I try to maximize the dark evenings for evaluating tools and researching topics that I don’t get time for during a normal working day.
First up for the New Year is LanguageTool. Automated Quality Assurance is an important aspect of many production processes and at VistaTEC we have deployed various commercial and in-house tools. My motivation for looking at LanguageTool was its use of Part of Speech tagging and user definable rules which can be combined with regular expressions to encode sophisticated linguistic checks.
My test domain was Marketing translations. Content full of emotive, symbolic and suggestive language.

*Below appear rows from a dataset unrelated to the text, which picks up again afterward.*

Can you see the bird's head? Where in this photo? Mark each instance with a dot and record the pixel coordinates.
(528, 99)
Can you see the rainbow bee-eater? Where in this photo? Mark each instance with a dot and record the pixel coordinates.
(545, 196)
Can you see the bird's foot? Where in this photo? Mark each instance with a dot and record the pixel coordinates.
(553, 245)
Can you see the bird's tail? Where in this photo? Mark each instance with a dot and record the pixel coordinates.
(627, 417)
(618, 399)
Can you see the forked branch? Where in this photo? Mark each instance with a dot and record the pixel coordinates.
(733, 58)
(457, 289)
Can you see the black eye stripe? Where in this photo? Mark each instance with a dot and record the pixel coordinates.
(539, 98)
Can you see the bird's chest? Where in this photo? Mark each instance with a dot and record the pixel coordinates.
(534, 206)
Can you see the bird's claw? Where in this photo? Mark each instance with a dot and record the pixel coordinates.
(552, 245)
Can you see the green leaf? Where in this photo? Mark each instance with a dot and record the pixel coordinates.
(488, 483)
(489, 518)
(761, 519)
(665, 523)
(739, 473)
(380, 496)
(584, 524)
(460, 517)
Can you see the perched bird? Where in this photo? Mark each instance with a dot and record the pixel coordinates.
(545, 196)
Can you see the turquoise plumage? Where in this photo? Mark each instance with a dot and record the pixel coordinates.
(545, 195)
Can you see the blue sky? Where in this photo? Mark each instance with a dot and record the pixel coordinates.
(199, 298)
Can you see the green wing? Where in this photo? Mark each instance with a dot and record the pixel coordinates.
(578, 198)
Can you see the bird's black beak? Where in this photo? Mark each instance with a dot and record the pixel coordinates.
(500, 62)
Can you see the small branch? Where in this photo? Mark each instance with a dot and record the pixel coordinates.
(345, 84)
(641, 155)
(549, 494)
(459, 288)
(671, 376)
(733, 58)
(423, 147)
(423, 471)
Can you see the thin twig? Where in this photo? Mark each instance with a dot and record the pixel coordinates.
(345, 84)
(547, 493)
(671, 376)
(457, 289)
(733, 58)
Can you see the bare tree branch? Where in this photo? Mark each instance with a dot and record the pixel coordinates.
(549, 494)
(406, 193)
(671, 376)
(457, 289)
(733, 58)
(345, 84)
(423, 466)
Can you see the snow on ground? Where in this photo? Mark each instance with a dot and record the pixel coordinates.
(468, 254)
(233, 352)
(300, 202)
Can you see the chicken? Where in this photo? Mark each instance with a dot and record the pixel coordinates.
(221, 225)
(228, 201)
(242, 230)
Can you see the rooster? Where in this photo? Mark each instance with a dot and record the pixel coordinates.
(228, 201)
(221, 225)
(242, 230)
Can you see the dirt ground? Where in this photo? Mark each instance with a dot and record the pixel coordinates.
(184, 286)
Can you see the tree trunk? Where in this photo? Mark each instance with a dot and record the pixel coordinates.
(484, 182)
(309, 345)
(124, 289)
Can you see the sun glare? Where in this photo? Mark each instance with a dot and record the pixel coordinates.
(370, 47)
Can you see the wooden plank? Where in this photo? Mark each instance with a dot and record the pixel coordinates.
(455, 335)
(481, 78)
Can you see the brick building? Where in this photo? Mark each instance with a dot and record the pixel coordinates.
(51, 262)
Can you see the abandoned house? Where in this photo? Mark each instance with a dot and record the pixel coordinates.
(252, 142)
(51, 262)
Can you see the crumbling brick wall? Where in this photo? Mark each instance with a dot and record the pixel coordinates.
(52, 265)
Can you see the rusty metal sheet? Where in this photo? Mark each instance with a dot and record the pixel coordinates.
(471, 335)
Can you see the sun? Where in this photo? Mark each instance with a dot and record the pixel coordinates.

The custom rule encoding is necessarily verbose given that the serialisation format is XML. Our internal tool, Cerberus, suffers from the same characteristics – elements and escaping of regular expression meta characters. Some of the advanced rule constructs are initially difficult to grasp. We ran many small tests in order to get to understand the operation of functionality like skip scope. Hopefully the evolving Rule Editor will support more advanced rule constructs soon and this will aid learning and perhaps speed up rule writing.
We were not able to build rules for all of the constructs that we wanted. Extending the tool via Java for these is a possibility. That will be another days work.
Next up has been Neural Networks. I’ve been viewing Andrew Ng’s Machine Learning lectures on Coursera. Learning is always helped by consulting several references and James McCaffrey’s articles have been straight-forward to understand. I really like that James included worked examples in his articles – it’s a great way of being able to check your own understanding (or lack of). Finally, it’s nice that the code examples are in C# rather than the ubiquitous Python (I can read it but let’s say it’s not my native tongue).
I’d prefer to be resident in warmer climes between November and March so that I could be out more without the need for layers of thermal underwear but I do love the different seasons.